The 39 students are:

• Bethune Elementary -- Carrie Eubanks

• Blaney Elementary -- Hadden Daniels, Jasmine Glover and Erin McCarley

• Camden Elementary -- Olivia Bishop and Miguel Davila

• Doby’s Mill Elementary -- Matthew Coleman, Andrew Langmo, Wyatt Tanner and Mason Williams

• Lugoff Elementary -- Gregory Brunson, Drew Hanson, Malachi Matthews, Sara McCaskill, Banks Munn, Elijah Rippy, Jordan Sherman and John Watson.

• Wateree Elementary -- Orion Baker, Emma Collins, Jaimie Marksbary, Zachary Munger and Jessica Ross.

• Camden Middle School -- Andrew Boyles, Carolyn Inabinet, Chance King, Hunter McCoy and Sarah Wohlwinder

• Jackson School -- Justin McCaskill and Indius Williams

• Leslie M. Stover Middle -- Brittney Haynes, Sean Place, Jonathan Richardson and Riley Watson

• Lugoff Elgin Middle -- Katie Clippard and Alex Stribling

• North Central Middle -- Laken Gross, Daisy Noyola and Courtney Spann

“To say that this is a ‘big deal’ is not an exaggeration,” KCSD Superintendent Dr. Frank Morgan said in a press release about the PASS recognition. “This is a tremendous achievement.”

After the recognition, the board heard and commented on a report of PASS/HSAP results, presented by Kershaw County School District (KCSD) Director for Student Assessment Lavoy Carter. The presentation included a brief description of the differences between the 2014 PASS Research and Reading and Math tests and the 2013 tests.

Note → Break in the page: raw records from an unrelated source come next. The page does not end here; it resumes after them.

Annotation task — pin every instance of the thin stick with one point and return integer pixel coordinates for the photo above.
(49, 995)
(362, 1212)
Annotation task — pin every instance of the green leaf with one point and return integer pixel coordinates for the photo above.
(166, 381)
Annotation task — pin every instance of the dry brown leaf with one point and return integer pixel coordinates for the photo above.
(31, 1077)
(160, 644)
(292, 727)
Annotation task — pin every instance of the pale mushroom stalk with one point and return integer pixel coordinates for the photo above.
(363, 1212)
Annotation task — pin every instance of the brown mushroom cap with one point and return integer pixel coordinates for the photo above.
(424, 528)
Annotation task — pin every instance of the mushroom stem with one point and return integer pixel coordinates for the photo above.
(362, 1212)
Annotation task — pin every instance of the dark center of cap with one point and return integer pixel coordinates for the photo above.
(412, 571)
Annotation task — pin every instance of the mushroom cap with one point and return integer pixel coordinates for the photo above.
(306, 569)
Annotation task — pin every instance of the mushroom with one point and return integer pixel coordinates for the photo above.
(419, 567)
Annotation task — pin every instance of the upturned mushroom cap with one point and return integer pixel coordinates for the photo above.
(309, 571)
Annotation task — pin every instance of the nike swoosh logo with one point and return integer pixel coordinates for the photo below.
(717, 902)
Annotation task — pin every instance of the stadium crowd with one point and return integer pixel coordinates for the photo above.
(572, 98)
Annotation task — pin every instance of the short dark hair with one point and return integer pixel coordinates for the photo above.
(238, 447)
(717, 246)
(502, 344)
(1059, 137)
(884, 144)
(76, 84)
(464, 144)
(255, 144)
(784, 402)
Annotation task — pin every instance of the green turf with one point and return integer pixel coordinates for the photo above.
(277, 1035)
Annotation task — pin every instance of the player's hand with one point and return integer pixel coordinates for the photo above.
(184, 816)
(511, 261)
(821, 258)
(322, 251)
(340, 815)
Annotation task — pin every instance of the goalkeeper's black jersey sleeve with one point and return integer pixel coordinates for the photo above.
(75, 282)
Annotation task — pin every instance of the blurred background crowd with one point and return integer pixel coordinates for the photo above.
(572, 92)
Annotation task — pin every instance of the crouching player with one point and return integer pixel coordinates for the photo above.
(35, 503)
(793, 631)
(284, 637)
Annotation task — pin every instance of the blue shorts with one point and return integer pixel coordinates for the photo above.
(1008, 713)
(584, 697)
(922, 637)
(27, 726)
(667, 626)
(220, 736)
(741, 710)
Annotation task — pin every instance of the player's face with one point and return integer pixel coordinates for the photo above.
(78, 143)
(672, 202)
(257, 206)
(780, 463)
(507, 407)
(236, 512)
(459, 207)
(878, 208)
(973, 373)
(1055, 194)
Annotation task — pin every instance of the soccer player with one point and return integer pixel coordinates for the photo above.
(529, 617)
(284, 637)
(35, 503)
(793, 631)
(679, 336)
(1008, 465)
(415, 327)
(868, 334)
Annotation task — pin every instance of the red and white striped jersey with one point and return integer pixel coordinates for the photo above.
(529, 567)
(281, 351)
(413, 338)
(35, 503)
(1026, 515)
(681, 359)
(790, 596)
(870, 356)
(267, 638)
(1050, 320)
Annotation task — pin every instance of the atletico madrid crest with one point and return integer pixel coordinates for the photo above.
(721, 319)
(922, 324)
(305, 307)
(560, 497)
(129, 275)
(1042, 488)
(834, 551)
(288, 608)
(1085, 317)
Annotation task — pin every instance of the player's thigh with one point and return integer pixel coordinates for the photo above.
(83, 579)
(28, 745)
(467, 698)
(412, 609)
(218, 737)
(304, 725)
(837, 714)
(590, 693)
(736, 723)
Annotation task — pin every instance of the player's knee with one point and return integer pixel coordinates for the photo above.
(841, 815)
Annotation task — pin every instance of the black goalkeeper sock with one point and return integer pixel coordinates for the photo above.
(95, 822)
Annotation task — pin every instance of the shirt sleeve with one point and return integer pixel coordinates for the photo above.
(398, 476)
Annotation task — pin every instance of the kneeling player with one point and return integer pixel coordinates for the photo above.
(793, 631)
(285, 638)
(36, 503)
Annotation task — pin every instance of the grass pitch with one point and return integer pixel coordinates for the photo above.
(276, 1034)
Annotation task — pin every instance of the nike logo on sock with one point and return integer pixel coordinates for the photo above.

Carter said the 2014 tests did not include items unique to South Carolina standards. Instead, those items were substituted with ones more in line with Common Core State Standards and prior South Carolina standards, which caused a decline in the number of students scoring “Met” and above in English Language Arts and math.

Carter also said that new standards will be applied for the 2014-2015 tests.

“Teachers do not know what will be on the PASS tests before they are given, so we will continue to teach the standards,” Morgan said.

Although 2014 saw a decline in the improvement to “Met” and above scores, Kershaw County students scored above state scores in 22 of 30 areas.

PASS scores in English Language Arts, writing and math that improved from “Met” to “Exemplary” in Kershaw County’s school district were almost 20 percent higher than the state’s.

HSAP results for district students put them above all districts in the Midlands area, although there was a slight decline from 2013 to 2014 in the percentage of students who passed the math section. The percentage of students who passed the math section in 2013 was 84.7 percent and the 2014 percentage was 80.6 percent.

Following Carter’s presentation, the board introduced an action plan for improvement. A detailed five-year plan for each individual school is written out in the Sept. 2 meeting agenda packet. The district has plans to increase the percentage of students to 75 percent who are reading and performing math at their grade levels by 2018.

Also Tuesday, the board considered a proposal for a one-year pilot program designed to give private and homeschooled students access to gifted programs on a space available basis. The board voted in favor of the proposal after it was presented by Dr. Alisa Goodman, KSCD director for K-12 instructional support systems, and after the board established that the district would not incur any charges.

In other business:

• The board held a brief discussion about the S.C. School Boards Association’s law conference that several trustees attended.

• The board discussed enrollment figures and approved a facility request for B2D2 Productions.

• Trustees voted to go into an executive session and later returned and voted unanimously on personnel issues.

The board’s next meeting will take place Sept. 16 at the Kershaw County District Office in the board room.